Local authority, supported living company, mental health trust, police, call handler all separately represented (call handler represented pro bono as dismissed from employment prior to inquest).

Placement at the home was made and funded by the local authority. The company that ran the home had previously housed the killer at a different placement where he had exhibited bizzare behaviour and been diagnosed with psychosis. The company did not pass that information on to the local authority or the home where the deceased was stabbed. In the weeks before the stabbing, the killer demonstrated an obsession with the deceased, made false allegations that the deceased was harassing him and contact the police multiple times. The mental health trust made the wrong diagnosis and there was no follow up. The home assumed the killer was attending his GP when that was not the case.

The killer’s plea to manslaughter on the ground of diminished responsibility was accepted by the Crown so that there was no criminal trial.

The local authority understood a safeguarding investigation but objected to disclosure of the report to the Interested Persons and the coroner agreed not to disclose it.
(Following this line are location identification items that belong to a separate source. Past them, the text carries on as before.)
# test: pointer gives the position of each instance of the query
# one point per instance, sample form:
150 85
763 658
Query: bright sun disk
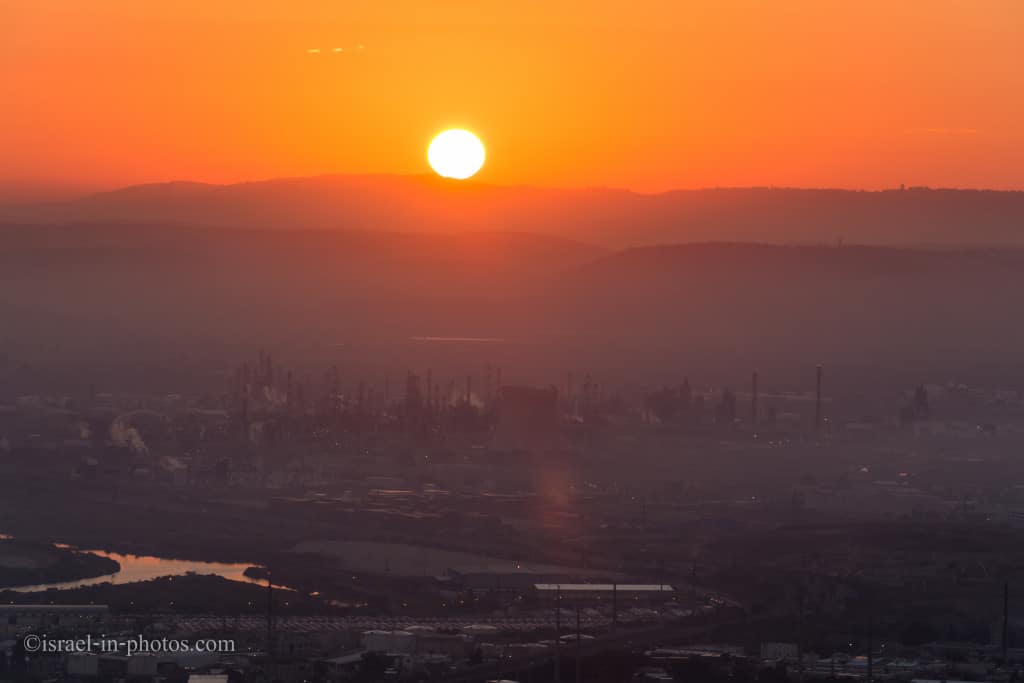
456 154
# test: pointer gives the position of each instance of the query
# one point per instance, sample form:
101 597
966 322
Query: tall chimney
754 399
817 401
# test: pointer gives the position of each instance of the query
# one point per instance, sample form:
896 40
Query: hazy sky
643 94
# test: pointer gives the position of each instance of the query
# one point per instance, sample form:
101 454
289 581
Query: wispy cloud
945 131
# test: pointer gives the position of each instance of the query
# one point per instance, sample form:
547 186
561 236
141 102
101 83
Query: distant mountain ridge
612 218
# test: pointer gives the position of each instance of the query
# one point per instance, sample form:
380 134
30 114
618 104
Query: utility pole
558 633
1006 623
614 606
579 649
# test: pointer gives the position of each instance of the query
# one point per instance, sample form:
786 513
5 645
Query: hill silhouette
550 298
608 217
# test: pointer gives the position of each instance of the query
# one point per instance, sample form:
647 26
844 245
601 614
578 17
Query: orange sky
644 94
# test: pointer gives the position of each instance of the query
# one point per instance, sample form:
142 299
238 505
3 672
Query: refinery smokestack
817 400
754 399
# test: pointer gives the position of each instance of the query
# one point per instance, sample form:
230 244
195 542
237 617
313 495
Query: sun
456 154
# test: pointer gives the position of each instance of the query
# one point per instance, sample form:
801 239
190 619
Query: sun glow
456 154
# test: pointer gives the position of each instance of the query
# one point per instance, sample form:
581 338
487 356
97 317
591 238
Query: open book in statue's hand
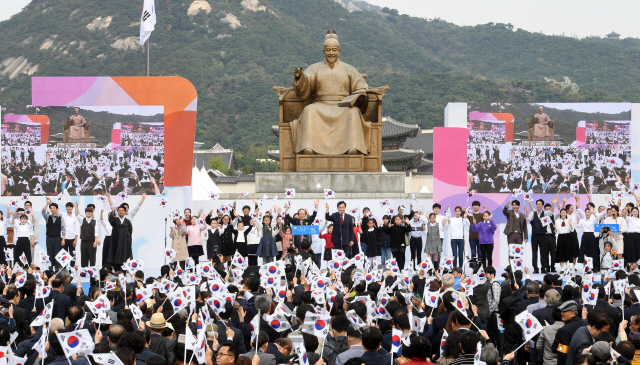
353 100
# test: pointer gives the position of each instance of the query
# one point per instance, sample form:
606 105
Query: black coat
238 338
61 304
121 241
342 233
22 323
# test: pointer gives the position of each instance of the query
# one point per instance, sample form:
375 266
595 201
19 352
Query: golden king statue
332 124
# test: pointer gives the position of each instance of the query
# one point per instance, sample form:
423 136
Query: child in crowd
433 246
372 235
457 276
385 241
194 239
213 239
607 247
179 241
3 241
240 234
267 248
485 230
328 245
457 225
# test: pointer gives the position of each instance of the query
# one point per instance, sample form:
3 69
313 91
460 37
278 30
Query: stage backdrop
178 99
103 149
590 138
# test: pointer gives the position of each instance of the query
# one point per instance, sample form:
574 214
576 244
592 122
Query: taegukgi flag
147 20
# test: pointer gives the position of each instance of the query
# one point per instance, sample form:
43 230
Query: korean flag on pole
529 323
147 20
75 342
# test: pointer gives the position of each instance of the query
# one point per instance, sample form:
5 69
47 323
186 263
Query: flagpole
258 332
147 55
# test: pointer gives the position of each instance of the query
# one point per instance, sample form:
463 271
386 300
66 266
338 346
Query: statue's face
331 52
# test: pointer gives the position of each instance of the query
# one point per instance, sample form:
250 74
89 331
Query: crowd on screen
142 139
21 138
219 301
608 137
83 171
548 169
487 136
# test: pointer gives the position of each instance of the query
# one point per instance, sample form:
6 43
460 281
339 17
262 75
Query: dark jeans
457 249
87 253
54 245
415 243
487 255
536 240
548 250
475 248
68 245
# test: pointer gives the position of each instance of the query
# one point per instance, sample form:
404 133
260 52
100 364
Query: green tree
216 163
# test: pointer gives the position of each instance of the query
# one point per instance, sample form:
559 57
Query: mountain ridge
235 51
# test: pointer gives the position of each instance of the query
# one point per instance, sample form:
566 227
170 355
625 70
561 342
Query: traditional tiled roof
235 179
392 128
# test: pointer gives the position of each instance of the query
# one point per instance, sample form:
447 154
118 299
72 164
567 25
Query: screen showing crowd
89 151
554 148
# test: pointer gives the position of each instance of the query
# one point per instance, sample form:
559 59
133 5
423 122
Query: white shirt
587 225
22 230
3 227
107 227
70 226
457 226
560 229
439 219
633 224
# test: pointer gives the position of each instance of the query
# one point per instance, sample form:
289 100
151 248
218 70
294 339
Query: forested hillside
235 51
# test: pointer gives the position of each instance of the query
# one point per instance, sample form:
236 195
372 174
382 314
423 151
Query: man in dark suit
302 220
533 297
19 314
374 354
226 330
613 313
516 223
62 302
343 233
161 345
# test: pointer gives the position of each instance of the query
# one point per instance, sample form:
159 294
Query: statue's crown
331 35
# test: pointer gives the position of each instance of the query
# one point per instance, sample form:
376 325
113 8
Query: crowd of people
83 171
288 308
355 301
19 138
496 136
141 138
607 137
549 169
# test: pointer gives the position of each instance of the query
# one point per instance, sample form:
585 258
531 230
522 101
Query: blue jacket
267 246
342 233
380 357
485 231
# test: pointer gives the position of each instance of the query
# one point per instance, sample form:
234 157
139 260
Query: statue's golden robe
325 127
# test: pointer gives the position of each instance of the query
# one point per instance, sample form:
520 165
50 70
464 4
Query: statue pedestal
346 163
347 185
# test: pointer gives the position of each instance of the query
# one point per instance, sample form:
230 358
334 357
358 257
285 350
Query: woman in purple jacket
485 230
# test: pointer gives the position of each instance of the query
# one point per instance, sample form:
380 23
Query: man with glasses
226 355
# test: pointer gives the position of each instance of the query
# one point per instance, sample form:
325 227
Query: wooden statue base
340 163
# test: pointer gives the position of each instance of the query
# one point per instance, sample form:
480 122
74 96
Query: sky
569 17
580 18
10 7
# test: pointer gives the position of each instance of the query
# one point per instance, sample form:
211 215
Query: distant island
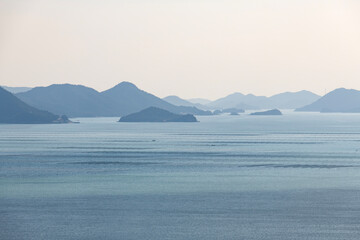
154 114
15 111
81 101
273 112
340 100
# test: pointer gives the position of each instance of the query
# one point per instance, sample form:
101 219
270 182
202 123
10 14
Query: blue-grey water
295 176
The coroner refused to say this was an Article 2 inquest even though it was arguable that the local authority and home ought to have known that the killer posed a real and immediate risk to the deceased’s life.

Disclosure was hugely problematic and it was only through repeated representations by the next of kin’s barrister that GP and psychiatric records and statements were produced.

Next of kin initially unrepresented but then engaged solicitor and counsel under a no win no fee agreement. Application for injunction to stay the inquest refused. Multiple applications made. Despite the fact that the coroner had set a narrow scope, the jury understood all of the issues and made detailed findings critical of several state agencies so the conclusions were Article 2 compliant.

The inquest concluded in early 2017 but civil litigation is ongoing.

Two cases where the lack of representation made no difference

Prison Death

Death of a Polish man in HMP Woodhill.

HMP Woodhill has had, until recently, the highest self-inflicted death rate in any UK prison.

The coroner is passionate about exposing failures and ensuring accountability. It was for this reason that the absence of Mr P’s family, let alone unrepresented, made no matter.

NHS Death

Death of an 8 month old from meningitis. Hospital and about 6 doctors represented separately. Huge failings in care identified in an extensive internal investigation and highly critical expert evidence.

Family not represented and no need to be with the amount of cross fighting which exposed all deficiencies in care.